Лучник тут же прикусил язык, но было поздно. Марви сильно пихнула его в бок. Совсем не по-дружески. Он в обиде на неё замахнулся, но Данрад грозно приказал:

– А ну харэ!

Бывшие любовники зло уставились друг на друга. Они снова поссорились и снова из‑за меня.

– Действительно. Пойду спать.

Марви первая покинула холл. Она, гордо выпрямив спину, неспешно поднялась по лестнице, а затем резко ссутулилась, нервно затеребила руки, и так и дошла до своей комнаты. Правда, в какой-то момент женщина с некой надеждой обернулась, словно ожидала что-то или кого-то увидеть позади себя, но там никого не было. Она грустно вздохнула, устало потёрла ладонью лоб да распахнула дверь.

Внутри комнаты было темно. Ставни из-за сильного ветра неприятно постукивали о стену дома. Кое-как, на ощупь Марви добралась до комода, на котором, как она помнила, лежало кресало да стоял подсвечник. С трудом ей удалось получить огонь.

Женщина поглядела на грубые руки, на которых новый крошечный ожог даже не заметен был, а затем повернулась в сторону кровати. Она присела на неё и… вдруг как будто очнулась.

– А где мои вещи? – подозрительно ощупывая матрац, удивилась Марви.

Сердце её заколотилось чаще. Она резко встала на ноги и испуганно осмотрелась. Со стороны могло показаться, что ей удалось сжаться в некий комочек. Марви на цыпочках и абсолютно бесшумно, как научилась, пробуя свои силы в воровской стезе, сделала несколько шагов и ухватила со стола длинный кинжал. Рукоять у него была схожа с сабельной, но дополнялась шипами. При желании, его можно было использовать как опасный кастет.

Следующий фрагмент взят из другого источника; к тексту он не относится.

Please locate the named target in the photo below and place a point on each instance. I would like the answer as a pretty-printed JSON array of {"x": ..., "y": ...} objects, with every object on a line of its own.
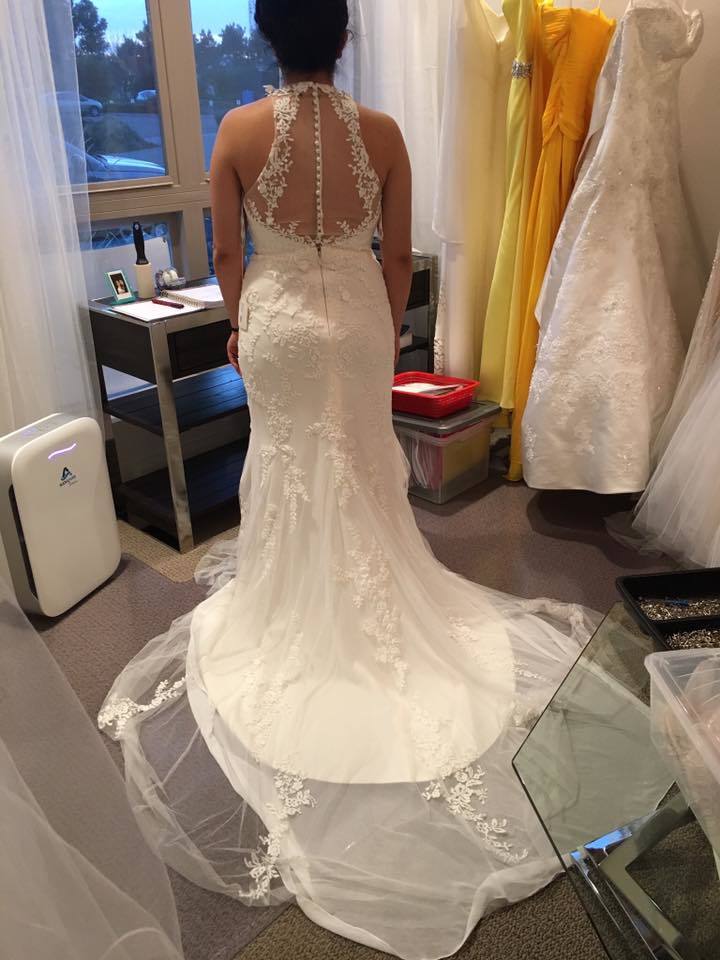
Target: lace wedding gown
[
  {"x": 336, "y": 722},
  {"x": 624, "y": 282}
]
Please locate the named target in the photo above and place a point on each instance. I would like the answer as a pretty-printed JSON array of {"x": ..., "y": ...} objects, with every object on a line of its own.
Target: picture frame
[{"x": 119, "y": 286}]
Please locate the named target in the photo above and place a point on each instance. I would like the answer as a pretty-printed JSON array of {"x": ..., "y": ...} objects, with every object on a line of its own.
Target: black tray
[{"x": 684, "y": 584}]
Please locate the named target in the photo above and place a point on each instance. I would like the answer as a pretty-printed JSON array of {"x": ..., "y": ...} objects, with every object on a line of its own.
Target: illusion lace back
[
  {"x": 336, "y": 722},
  {"x": 317, "y": 129},
  {"x": 623, "y": 287}
]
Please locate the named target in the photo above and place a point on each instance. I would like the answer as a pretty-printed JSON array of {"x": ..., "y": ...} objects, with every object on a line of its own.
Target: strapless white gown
[{"x": 336, "y": 722}]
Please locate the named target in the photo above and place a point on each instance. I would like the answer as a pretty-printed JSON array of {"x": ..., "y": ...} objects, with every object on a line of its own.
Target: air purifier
[{"x": 57, "y": 517}]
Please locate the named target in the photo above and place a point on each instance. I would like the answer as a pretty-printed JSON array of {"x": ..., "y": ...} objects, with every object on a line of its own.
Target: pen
[{"x": 168, "y": 303}]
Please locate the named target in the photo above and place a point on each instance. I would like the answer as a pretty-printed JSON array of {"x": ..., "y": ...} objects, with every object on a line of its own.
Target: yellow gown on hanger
[
  {"x": 470, "y": 196},
  {"x": 528, "y": 93},
  {"x": 576, "y": 42}
]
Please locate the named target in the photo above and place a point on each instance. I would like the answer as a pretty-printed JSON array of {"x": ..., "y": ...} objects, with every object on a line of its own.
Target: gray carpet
[
  {"x": 501, "y": 535},
  {"x": 92, "y": 644}
]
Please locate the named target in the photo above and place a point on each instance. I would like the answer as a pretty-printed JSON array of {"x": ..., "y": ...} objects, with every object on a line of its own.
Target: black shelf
[
  {"x": 199, "y": 399},
  {"x": 212, "y": 481},
  {"x": 419, "y": 343}
]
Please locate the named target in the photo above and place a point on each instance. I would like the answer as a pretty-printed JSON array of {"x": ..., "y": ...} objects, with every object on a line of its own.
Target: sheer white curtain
[
  {"x": 398, "y": 63},
  {"x": 45, "y": 364}
]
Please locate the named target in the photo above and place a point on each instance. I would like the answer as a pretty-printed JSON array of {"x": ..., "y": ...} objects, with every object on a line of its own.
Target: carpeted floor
[{"x": 501, "y": 535}]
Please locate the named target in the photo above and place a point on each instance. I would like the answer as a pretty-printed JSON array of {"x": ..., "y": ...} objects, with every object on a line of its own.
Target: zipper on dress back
[{"x": 319, "y": 217}]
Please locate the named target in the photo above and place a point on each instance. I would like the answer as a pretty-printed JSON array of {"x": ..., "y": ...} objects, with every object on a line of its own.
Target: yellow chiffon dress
[
  {"x": 576, "y": 42},
  {"x": 526, "y": 103}
]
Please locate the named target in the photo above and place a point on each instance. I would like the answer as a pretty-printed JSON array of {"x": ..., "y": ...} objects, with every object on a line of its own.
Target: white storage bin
[
  {"x": 685, "y": 710},
  {"x": 445, "y": 466}
]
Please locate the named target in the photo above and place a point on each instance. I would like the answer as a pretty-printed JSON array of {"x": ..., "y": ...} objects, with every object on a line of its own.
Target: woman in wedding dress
[{"x": 336, "y": 722}]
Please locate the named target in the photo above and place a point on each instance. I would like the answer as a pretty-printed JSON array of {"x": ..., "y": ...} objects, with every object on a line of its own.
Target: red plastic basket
[{"x": 433, "y": 407}]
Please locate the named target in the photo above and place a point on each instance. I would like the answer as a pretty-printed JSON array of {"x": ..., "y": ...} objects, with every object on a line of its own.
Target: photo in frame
[{"x": 119, "y": 286}]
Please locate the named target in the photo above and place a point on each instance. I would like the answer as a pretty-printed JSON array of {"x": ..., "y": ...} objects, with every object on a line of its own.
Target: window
[
  {"x": 234, "y": 64},
  {"x": 121, "y": 129}
]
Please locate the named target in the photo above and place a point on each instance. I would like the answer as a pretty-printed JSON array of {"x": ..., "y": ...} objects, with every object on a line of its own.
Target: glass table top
[{"x": 598, "y": 784}]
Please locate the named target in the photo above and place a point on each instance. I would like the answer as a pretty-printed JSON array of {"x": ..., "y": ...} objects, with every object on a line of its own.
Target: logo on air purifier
[{"x": 67, "y": 477}]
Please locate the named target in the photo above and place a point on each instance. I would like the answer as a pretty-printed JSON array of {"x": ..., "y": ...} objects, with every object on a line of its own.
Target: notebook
[
  {"x": 427, "y": 389},
  {"x": 199, "y": 297},
  {"x": 148, "y": 311}
]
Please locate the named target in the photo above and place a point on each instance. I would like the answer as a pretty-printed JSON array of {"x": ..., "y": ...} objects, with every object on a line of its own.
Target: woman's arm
[
  {"x": 396, "y": 230},
  {"x": 226, "y": 198}
]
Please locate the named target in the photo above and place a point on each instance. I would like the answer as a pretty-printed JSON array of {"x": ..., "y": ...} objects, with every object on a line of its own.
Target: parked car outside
[
  {"x": 101, "y": 168},
  {"x": 69, "y": 100}
]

– Эй, – вновь подала голос Марви.

Никто не отозвался. Тогда она плавно начала обходить кровать в надежде, что рубаха, штаны и плащ просто-напросто каким-то образом свалились на пол. Почему бы им и не лежать с той стороны, где кровать от стены отделяла лишь неширокая тумбочка? Женщина двигалась медленно. А затем крепко зажала себе рот свободной ладонью, ибо увидела меня. И не помню, что мне там снилось, но я лежал на спине, положив скрещенные ладони на грудь. Поза идеально подходила для мертвеца, а покрывало, которое могло бы придать моему телу оттенок обыденности, я, видимо, скинул из-за жары. Поэтому Марви лишь на один скромный шажок подступила ко мне, а затем бросилась прочь из комнаты. Она бесшумно сбежала вниз по лестнице со скоростью ветра.

– Там! – хриплым шёпотом, воскликнула женщина, перевешиваясь через перила.

– Что там?

– Там труп. В моей комнате.

– Чей?

Марви выразительно посмотрела на Элдри. Та непонимающе глядела на неё и только. Но остальные догадались быстрее.

– Оставайтесь здесь, – приказал Данрад. – Сам проверю.

– А вдруг убийца ещё там? – резонно предположил Данко.

– Сам убью.

Вожак взял большую масляную лампу в левую руку и пошёл наверх. По дороге он снял с пояса топорик и, когда оказался на втором этаже, шёпотом спросил у Марви, которая поднялась вместе с ним.

– Точно Странник?

– Ага.

– Жаль.

Он цокнул языком, начиная строить предположения, кто же из своих мог так ему дорогу перейти, а после вошёл в комнату с «трупом». От лампы стало значительно светлее. Темнота недовольно попятилась, скрываясь в трещинках предметов и под мебелью, но свет всё равно нагло находил её и гнал прочь. Наконец, он оказался на моём лице.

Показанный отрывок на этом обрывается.